On the other hand, the element of surprise is also a key reason why Breath of the Wild made the rest of us fall in love. There has never been a game so entrenched in exploration and open-ended problem solving, let alone one within the Zelda series. Many months after the game’s release, we are still seeing new solutions to old problems pop up on forums and social networks. Even the game’s developers are routinely surprised by what they’ve created.
This unusual reality stems from Breath of the Wild’s multiplicative gameplay model–a major factor in the game’s overall success. When in the past we’ve been accustomed to strict definitions of how and when two objects in a game can interact, Breath of the Wild employs something closer to laws of nature. Have an arrow slung in your bow? Walk up to a fire to light the end, shoot it at an enemy with a wooden shield and watch it and the grass around them catch fire. Of course, an enemy could come from behind and force you to run towards the flames (which are quickly spreading to nearby brush), but you can always jump and whip out your glider to soar out of harm’s way, using the hot air from the flames to create lift. Rather than an escape, this is a moment of opportunity, as you can trigger a slow-motion phase in mid air and square up a follow-up arrow pointed directly at your enemies forehead. This is but one of a seemingly endless number of possible scenarios, a reality that makes even an aimless trek through Hyrule feel like an adventure into the unknown, whether you’ve spent 10 or 100 hours in the game.
Of course, Link isn’t the only one capable of intelligent decision making. The enemies you face will surprise you with their adaptability and calculated reactions. They also scale with you over the course of the game, growing stronger and more capable over time. When faced with a powerful enemy, your reflexes and creativity become paramount. Part of this is because weapons have finite durability and cannot be repaired, meaning you need to rely on your wits just as often as your blades.

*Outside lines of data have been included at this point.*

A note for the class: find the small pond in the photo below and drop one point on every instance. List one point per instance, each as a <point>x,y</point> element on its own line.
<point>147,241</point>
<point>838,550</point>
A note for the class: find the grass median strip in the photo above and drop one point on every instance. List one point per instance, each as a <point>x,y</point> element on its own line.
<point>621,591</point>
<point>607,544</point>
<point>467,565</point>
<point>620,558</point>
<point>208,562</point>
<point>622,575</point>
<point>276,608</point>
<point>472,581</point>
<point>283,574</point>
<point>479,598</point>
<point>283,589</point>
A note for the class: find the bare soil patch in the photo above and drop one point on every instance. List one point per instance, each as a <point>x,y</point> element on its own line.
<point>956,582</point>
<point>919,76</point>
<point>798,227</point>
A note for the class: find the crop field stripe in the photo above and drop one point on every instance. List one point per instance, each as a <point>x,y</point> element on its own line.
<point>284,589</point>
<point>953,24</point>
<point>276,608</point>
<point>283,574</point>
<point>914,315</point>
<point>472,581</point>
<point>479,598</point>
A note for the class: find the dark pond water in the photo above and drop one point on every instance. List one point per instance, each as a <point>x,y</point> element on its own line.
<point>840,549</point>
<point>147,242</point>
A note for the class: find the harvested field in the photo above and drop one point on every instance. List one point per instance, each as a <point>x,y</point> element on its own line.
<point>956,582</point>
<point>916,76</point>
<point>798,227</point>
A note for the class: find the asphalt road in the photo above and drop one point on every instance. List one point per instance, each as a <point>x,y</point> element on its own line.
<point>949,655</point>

Destructible weapons have turned out to be a controversial design choice; no doubt because Zelda games traditionally make each and every piece of equipment you acquire feel special. You may find that you become attached to a particular weapon in Breath of the Wild, too, and you can, if you like, put it on a plaque in a house and leave it there to admire down the road. But weapons are meant to be used, and in the course of your journey you will go through hundreds of them. And yes, you will at times find yourself unarmed, but that rarely means defeat in the mind of a capable and confident player. Breath of the Wild loathes comfort. It wants you to struggle. And the things you learn as a matter of consequence instill you with a newfound confidence in what you–the player–bring to the table. Video games have trained us to rely on tools to solve problems, but by shattering these tools when you need them the most, Breath of the Wild reveals how limiting and primitive the old way of thinking actually is.

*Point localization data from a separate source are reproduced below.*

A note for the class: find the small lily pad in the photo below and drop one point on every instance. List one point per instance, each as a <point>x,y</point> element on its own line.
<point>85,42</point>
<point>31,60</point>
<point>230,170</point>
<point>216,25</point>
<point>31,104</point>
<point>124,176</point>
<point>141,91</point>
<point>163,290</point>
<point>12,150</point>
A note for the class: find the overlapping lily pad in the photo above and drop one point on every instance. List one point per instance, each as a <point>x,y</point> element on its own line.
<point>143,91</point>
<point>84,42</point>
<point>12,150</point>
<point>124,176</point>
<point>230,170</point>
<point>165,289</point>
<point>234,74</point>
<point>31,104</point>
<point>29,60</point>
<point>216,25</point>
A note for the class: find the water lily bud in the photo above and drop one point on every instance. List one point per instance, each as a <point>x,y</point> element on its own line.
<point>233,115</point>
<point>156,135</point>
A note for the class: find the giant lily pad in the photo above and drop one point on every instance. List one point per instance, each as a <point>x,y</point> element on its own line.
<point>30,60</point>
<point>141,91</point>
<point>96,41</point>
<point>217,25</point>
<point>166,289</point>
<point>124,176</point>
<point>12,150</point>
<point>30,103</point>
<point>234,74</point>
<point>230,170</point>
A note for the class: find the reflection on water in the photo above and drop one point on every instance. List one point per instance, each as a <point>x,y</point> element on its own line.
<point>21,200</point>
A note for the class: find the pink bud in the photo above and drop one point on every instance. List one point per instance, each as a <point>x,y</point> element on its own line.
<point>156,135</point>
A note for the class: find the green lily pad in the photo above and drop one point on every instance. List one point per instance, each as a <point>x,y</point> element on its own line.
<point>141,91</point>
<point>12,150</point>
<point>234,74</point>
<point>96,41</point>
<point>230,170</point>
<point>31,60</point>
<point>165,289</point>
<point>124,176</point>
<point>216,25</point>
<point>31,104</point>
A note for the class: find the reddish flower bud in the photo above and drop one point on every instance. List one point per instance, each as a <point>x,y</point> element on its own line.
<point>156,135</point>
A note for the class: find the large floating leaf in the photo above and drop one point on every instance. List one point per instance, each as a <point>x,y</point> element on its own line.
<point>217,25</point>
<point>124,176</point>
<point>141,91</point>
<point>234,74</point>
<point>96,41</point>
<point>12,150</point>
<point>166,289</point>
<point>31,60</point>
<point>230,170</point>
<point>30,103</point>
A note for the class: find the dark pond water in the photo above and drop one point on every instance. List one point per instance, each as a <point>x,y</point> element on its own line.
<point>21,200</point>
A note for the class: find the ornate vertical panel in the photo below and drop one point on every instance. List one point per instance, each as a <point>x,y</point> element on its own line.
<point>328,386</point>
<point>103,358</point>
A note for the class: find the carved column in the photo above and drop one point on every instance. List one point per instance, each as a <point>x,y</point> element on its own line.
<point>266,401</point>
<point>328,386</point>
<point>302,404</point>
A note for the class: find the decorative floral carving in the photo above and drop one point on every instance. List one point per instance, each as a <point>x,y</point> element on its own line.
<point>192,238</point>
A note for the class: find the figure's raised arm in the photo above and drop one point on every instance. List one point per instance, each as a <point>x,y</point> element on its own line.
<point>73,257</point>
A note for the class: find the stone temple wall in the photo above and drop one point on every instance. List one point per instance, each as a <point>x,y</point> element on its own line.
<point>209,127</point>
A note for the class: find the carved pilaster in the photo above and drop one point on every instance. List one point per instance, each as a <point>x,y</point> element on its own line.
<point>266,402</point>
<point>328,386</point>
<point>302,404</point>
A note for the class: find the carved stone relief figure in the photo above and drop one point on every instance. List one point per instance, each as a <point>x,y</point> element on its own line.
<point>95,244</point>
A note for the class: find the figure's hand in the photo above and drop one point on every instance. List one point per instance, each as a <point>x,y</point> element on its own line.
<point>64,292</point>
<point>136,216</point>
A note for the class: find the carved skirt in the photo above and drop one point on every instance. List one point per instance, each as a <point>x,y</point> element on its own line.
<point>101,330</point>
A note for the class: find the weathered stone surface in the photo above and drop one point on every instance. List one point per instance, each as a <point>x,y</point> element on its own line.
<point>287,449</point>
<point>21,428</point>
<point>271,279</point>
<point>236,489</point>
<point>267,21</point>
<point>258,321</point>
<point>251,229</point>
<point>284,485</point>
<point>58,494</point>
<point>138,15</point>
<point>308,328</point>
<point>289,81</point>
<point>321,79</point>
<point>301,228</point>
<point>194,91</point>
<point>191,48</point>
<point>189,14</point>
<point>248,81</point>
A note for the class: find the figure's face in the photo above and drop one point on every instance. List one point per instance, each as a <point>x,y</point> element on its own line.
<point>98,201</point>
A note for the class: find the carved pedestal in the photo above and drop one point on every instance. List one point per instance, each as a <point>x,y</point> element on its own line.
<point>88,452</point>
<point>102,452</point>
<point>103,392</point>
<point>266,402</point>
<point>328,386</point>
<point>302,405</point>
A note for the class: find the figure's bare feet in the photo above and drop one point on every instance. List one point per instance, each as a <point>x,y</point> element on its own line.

Likewise, so many games express a desire to give you something to do at all times, but Breath of the Wild rewards you in small but meaningful ways for simply taking part in an average moment. When immersed in the world after time spent exploring and battling enemies, “empty” scenes are markedly tranquil. So much effort is put into making you feel like a piece of a larger-than-life world, one that, like our own, is beyond total comprehension, that a simple scene like cresting a grassy hill to catch the sunrise just as a flock of herons takes flight is enough to make you take pause and appreciate the gravity and beauty of the world around you. And rather than fill your ears with complex orchestration, Breath of the Wild’s most poignant moments are smartly accentuated with a few well-timed piano plinks.
Even when nature is trying to kill you in Breath of the Wild, there are moments that make you appreciative of being able to take part in it at all. Link is an incredibly capable explorer and will climb almost anything you put in front of him. But when you find yourself slipping down a cliff during rainfall, you may need to take shelter on a nearby outcropping and wait out the rain. Too wet to start a fire and pass the time automatically, you have no choice but to reflect on the world around you. In a meditative moment, looking out on the vast and wild Hyrule kingdom, objectives fade as the memories of where you’ve been and dreams of what lays next enter your mind.
It’s a romantic take, but one that holds true if you open yourself up to it. Nintendo’s beautiful and challenging masterpiece deserves more words than we can commit to it here. Like the most meaningful and landmark games of the past, Breath of the Wild is a game that will be discussed and analyzed for years to come. Everyone agrees that 2017 was an amazing year for games, but none other than Breath of the Wild can be considered a milestone for the medium at large.